Last week I read that Linden Lab, the creator of Second Life, laid off 30 per cent of its staff and replaced its CEO. Now I’m not sure how many of you have an account or have even experienced Second Life but I’ve personally never been able to establish much meaningful one-on-one contact there (unless you really think being assailed by half- or fully-naked people sporting studded dog collars meaningful) let alone community.
I used to hang around in the Autodesk virtual AU pavilion for many hours without as much as a teleported blip appearing in the space. Not surprisingly, Autodesk stopped supporting this virtual infrastructure a while back.
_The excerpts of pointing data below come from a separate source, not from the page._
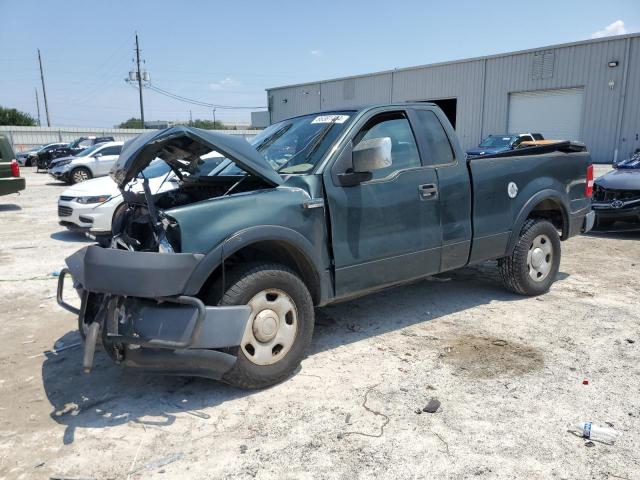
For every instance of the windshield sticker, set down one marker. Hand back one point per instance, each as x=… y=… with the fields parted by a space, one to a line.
x=331 y=119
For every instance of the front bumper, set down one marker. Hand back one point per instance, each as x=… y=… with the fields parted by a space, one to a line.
x=144 y=322
x=94 y=218
x=59 y=173
x=625 y=211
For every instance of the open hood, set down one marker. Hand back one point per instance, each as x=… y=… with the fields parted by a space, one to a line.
x=177 y=145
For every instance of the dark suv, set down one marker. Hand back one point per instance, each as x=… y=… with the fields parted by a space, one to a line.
x=10 y=179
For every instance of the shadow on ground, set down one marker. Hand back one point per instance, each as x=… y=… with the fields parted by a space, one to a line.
x=620 y=232
x=9 y=207
x=111 y=395
x=70 y=236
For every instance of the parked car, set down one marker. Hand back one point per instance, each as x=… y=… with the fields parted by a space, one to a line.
x=10 y=179
x=616 y=195
x=503 y=143
x=69 y=150
x=91 y=206
x=219 y=277
x=95 y=161
x=29 y=157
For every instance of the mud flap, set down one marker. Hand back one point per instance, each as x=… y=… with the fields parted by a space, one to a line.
x=90 y=346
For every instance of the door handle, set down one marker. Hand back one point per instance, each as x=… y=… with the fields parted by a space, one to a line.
x=428 y=191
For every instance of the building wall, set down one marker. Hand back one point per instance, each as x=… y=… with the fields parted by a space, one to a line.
x=610 y=119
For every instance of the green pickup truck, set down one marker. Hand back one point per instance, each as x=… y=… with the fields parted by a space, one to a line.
x=219 y=276
x=10 y=179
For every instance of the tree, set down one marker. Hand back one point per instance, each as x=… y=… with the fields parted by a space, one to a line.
x=131 y=123
x=11 y=116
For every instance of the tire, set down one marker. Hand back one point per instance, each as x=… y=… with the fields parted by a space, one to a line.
x=533 y=265
x=80 y=174
x=269 y=288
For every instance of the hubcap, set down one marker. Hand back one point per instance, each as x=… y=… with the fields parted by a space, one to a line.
x=81 y=176
x=271 y=329
x=540 y=258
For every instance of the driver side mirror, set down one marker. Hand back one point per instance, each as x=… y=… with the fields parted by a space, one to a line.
x=367 y=156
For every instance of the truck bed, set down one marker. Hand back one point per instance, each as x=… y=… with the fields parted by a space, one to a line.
x=558 y=170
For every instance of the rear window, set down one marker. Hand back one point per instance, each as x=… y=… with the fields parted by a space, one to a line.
x=6 y=152
x=440 y=150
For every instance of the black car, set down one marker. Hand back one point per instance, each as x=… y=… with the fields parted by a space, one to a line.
x=70 y=150
x=616 y=195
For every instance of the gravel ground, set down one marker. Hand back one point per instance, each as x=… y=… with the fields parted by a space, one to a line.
x=507 y=370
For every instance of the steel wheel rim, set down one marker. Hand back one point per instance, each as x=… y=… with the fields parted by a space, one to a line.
x=80 y=176
x=540 y=258
x=272 y=327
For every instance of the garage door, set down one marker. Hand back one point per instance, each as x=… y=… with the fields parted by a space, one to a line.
x=557 y=114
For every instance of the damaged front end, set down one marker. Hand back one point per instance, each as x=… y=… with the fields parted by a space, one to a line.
x=132 y=285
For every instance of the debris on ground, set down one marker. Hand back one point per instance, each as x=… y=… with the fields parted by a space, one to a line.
x=161 y=462
x=432 y=406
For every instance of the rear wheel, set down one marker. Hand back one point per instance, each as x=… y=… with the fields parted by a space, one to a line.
x=280 y=326
x=532 y=267
x=80 y=174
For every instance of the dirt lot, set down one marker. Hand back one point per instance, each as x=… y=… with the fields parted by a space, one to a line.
x=508 y=370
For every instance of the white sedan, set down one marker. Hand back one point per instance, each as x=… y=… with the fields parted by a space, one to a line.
x=90 y=206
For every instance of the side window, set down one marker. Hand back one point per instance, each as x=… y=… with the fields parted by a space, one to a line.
x=111 y=150
x=440 y=151
x=404 y=151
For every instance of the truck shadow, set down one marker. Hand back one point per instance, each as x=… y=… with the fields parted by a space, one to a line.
x=112 y=396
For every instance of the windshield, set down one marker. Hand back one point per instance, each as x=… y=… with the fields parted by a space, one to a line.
x=89 y=151
x=495 y=141
x=296 y=145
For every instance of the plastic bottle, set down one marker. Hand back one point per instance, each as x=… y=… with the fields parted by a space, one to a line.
x=595 y=432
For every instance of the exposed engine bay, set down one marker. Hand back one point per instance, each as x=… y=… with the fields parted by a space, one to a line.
x=200 y=173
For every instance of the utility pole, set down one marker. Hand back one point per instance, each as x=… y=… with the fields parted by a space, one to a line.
x=44 y=91
x=37 y=106
x=139 y=80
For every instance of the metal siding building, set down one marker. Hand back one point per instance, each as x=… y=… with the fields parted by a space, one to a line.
x=597 y=103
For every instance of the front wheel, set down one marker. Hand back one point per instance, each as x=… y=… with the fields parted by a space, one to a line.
x=280 y=326
x=534 y=263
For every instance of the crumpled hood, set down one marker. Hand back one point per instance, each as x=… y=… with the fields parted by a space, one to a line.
x=188 y=144
x=60 y=159
x=620 y=180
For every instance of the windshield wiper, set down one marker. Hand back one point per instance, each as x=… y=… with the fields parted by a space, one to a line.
x=274 y=136
x=313 y=145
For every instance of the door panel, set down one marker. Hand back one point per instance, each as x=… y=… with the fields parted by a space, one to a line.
x=386 y=230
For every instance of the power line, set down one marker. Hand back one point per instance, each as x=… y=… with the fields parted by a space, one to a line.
x=197 y=102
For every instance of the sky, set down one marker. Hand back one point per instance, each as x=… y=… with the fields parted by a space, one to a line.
x=228 y=53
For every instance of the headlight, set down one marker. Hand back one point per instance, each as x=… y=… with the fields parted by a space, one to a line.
x=96 y=199
x=60 y=163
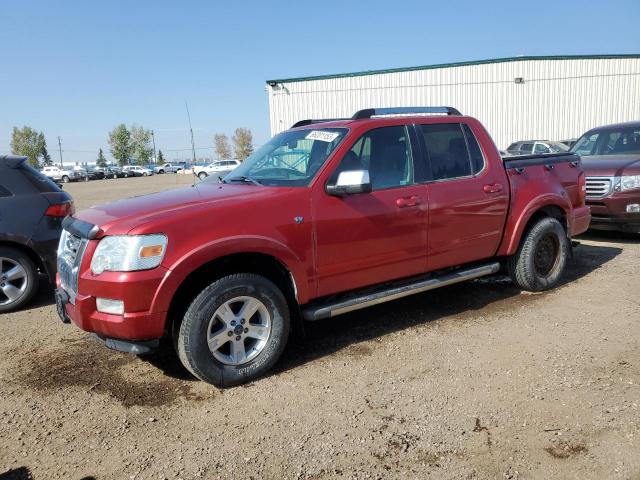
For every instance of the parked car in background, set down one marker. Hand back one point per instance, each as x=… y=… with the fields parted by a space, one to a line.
x=220 y=167
x=110 y=172
x=136 y=171
x=536 y=147
x=32 y=207
x=170 y=167
x=570 y=142
x=611 y=160
x=94 y=173
x=64 y=175
x=366 y=210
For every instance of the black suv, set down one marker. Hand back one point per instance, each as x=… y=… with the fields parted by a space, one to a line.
x=32 y=208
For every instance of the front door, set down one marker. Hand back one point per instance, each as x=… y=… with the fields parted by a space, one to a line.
x=369 y=238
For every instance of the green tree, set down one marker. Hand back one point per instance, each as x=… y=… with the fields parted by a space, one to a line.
x=243 y=143
x=101 y=161
x=46 y=158
x=221 y=142
x=140 y=144
x=120 y=144
x=27 y=142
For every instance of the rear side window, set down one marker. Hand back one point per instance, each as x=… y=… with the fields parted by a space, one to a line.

Judging by the Linden Lab announcement, other companies are also voting themselves off the island.
It’s an interesting concept and it has quite a lot of advantages: you can become younger and thinner and infinitely cooler depending on your avatar.
And depending on how many Linden virtual guilders you want to expend real dollars on, you can also become much hipper. As you can see from my avatar’s unkempt appearance, I settled for some cheap stone-washed baggies and effected a pre-war Berlin, modish, intelligentsia black t-shirt. (As an early adopter many moons ago, I had to accept a system-chosen last name.)
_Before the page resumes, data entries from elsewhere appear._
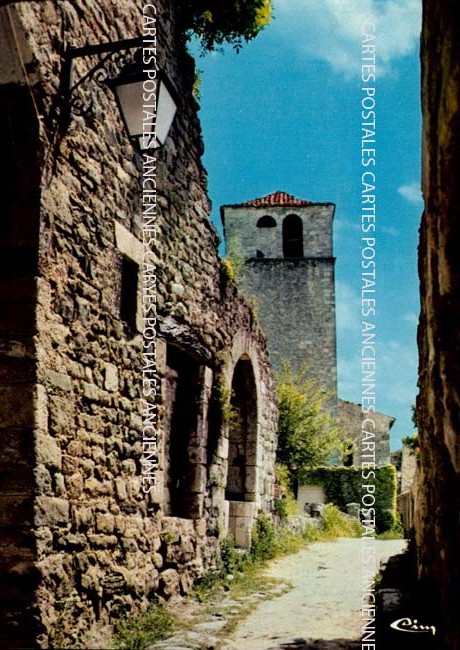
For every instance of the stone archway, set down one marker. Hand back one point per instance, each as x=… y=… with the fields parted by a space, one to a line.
x=242 y=449
x=241 y=492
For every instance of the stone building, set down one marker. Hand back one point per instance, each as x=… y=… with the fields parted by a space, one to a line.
x=84 y=539
x=437 y=499
x=350 y=419
x=286 y=246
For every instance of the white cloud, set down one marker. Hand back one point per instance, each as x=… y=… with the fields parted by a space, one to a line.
x=411 y=192
x=331 y=30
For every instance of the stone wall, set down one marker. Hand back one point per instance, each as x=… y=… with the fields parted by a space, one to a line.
x=438 y=406
x=350 y=423
x=83 y=544
x=294 y=297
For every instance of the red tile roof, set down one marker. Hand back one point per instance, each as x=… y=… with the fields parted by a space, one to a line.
x=273 y=200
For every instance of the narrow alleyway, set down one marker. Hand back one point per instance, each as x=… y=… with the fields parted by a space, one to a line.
x=321 y=611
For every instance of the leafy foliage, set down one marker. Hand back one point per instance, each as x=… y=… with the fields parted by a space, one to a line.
x=413 y=443
x=140 y=632
x=343 y=485
x=306 y=432
x=217 y=22
x=337 y=524
x=263 y=539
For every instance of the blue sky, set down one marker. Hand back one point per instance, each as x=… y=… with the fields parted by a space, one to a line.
x=284 y=114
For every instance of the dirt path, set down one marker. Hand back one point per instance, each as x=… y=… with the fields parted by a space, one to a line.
x=322 y=610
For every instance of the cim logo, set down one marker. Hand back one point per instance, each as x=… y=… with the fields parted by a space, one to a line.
x=409 y=625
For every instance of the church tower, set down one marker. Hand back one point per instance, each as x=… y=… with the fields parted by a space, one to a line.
x=286 y=246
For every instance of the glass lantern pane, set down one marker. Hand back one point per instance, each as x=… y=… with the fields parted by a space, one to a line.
x=166 y=109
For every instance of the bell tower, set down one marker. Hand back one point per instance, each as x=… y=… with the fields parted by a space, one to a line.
x=286 y=245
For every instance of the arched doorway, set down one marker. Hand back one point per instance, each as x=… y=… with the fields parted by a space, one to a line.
x=240 y=491
x=242 y=434
x=292 y=236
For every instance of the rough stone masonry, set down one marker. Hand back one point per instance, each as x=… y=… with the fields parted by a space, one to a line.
x=81 y=543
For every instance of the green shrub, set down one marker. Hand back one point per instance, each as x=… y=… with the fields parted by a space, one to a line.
x=138 y=633
x=263 y=539
x=343 y=485
x=337 y=524
x=306 y=432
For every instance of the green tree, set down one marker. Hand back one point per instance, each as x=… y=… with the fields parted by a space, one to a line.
x=217 y=22
x=307 y=434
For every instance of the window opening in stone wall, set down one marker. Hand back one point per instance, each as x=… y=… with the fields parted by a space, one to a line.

At first blush, this environment would seem a shoe-in success for a community environment: it definitely has the cool factor; avatars afford some indication of character and interest while not having to reveal all; it continues the metaphor of a physical meeting place; it allows voice as well as IM communication; as well as all the content sharing features of any online community site; it is an immersive and engaging 3D environment; everything we were asking for.
So why has it not been a runaway success? Why is not the defacto environment social interaction?
My own feeling is that the environment was and still is not ready for prime time. For one thing, it’s still too clunky to move around in: I still find myself sailing over territories and have to slowly treck back to where I was trying to get to, or I find myself on the wrong side of a wall, and so on. Document/video/PPT sharing was not that easy. Threaded conversations and multiple threaded conversations were not that easy to have. It was not possible to post and have people comment and then return to comment on the comments. No wonder that Facebook is the de factor environment for online social interaction.
What has been your experience in this or similar environment? Did you or do you enjoy your time in Second Life?